John Linton We added another lower end Optus ADSL2 plan yesterday following the relative success of the 10gb plus 10 gb plan we added some ten days ago - this time a 5gb plus 5 gb plan. The reason for doing this is that, despite all the 'air time' given to unlimited a terabyte plans the fact remains that a very, very large percentage of Exetel's user base doesn't exceed more than a few gigabytes usage a month - Annette and I have never exceeded 1 gbyte of usage in any month since Exetel began providing ADSL services and we both use it for many hours each day, seven days a week. When we looked at how our lower usage customer's usage patterns had changed over the past two years we found little or no difference to them over that time and realised that we had progressively moved away from any really low end offerings over the past two plus years.
One of the reasons has been that as IP costs have continued to fall and as the newer caching clusters from first Akamai and now Google have become ever more efficient that cost has more than halved over the past year alone and fallen by 75% overall. Unfortunately back haul costs have not fallen very much but the net cost of providing 'gigabytes' has continued to drop quarter by quarter. This has meant, with some, very much appreciated, accommodation from Optus that we can now offer a new lower cost ADSL2 service to those customers who (like us) use the internet constantly but for purposes that don't require 'terabytes' of downloads. The new plan at $24.50 for ADSL2 including $20.00 a month for a PSTN line is the lowest, genuine, ADSL2 offer on the Australian market and allows Exetel to begin to return to its initial basis of being in the residential telecommunications business.
Telephone call costs still remain an issue in Australia with VoIP providing the only sensible solution to any 'wire line' user. Exetel's (courtesy of Optus) unlimited local, STD and calls to Optus mobile 'package' at $10.00 together with the $20.00 line rental offers, by far, the lowest PSTN service for those customers who still have some 'fears' about VOIP or at least their capabilities of implementing a home VoIP solution. While an ever increasing number of Exetel residential customers are using Exetel VoIP (and presumably many others are using another providers VoIP services) there are still customers who find VoIP, for whatever reasons, not something they are prepared to use. These customers seem to be evenly divided between not wanting to pay f0r VoIP hardware and the 'fear' of whatever they perceive VoIP to lack in terms of capabilities and reliability.

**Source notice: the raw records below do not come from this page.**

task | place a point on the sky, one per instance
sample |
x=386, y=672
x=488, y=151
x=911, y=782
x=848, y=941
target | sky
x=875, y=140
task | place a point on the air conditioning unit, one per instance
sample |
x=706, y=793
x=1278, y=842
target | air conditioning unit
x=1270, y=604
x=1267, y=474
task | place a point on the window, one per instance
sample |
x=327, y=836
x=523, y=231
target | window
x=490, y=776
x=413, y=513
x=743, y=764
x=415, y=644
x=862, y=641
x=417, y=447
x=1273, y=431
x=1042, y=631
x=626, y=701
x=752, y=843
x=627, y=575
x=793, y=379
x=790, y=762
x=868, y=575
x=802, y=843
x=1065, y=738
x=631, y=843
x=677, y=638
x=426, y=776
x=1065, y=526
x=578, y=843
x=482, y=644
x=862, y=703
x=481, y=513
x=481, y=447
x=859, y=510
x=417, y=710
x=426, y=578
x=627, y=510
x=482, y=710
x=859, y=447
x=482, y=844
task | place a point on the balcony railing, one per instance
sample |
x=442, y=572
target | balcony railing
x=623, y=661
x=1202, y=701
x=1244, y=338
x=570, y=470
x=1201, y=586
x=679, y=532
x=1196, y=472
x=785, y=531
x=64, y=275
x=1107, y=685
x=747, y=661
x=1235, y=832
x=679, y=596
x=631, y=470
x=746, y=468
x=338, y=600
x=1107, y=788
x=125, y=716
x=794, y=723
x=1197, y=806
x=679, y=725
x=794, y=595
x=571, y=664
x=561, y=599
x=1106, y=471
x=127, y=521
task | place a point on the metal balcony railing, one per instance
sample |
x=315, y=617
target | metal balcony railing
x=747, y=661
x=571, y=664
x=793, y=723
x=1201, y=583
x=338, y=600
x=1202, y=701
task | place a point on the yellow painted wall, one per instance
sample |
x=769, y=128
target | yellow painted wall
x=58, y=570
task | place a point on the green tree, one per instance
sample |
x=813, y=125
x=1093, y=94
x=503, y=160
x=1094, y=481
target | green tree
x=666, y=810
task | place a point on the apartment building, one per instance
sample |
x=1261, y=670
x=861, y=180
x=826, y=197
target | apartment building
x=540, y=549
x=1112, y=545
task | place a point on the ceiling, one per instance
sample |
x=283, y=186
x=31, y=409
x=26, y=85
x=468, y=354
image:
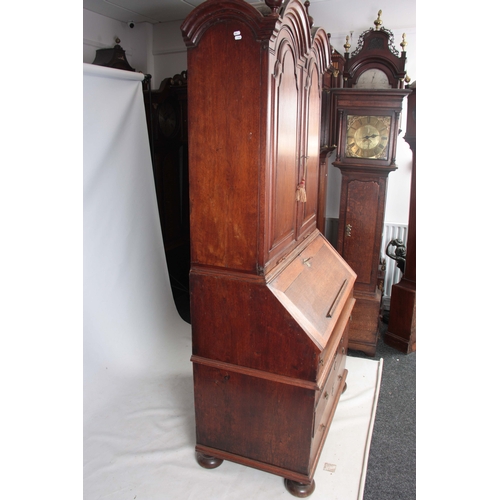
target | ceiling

Over the next two months we will try and find a way to alleviate the incorrect concerns while simultaneously finding a better way of highlighting the more obvious advantages of using VoIP (much lower cost international and mobile calls) and see what can be done about reducing the initial hardware costs. We think that the 'technical fears' of setting up VoIP could be an issue and one of the 'ideas' we are mulling over is providing 'unlimited technical set up and trouble shooting support' for VoIP services and, possibly, payg amortisation of the hardware over a twelve or twenty four month contract....plus any other 'innovations' we can come up with. Any suggestions would be welcomed.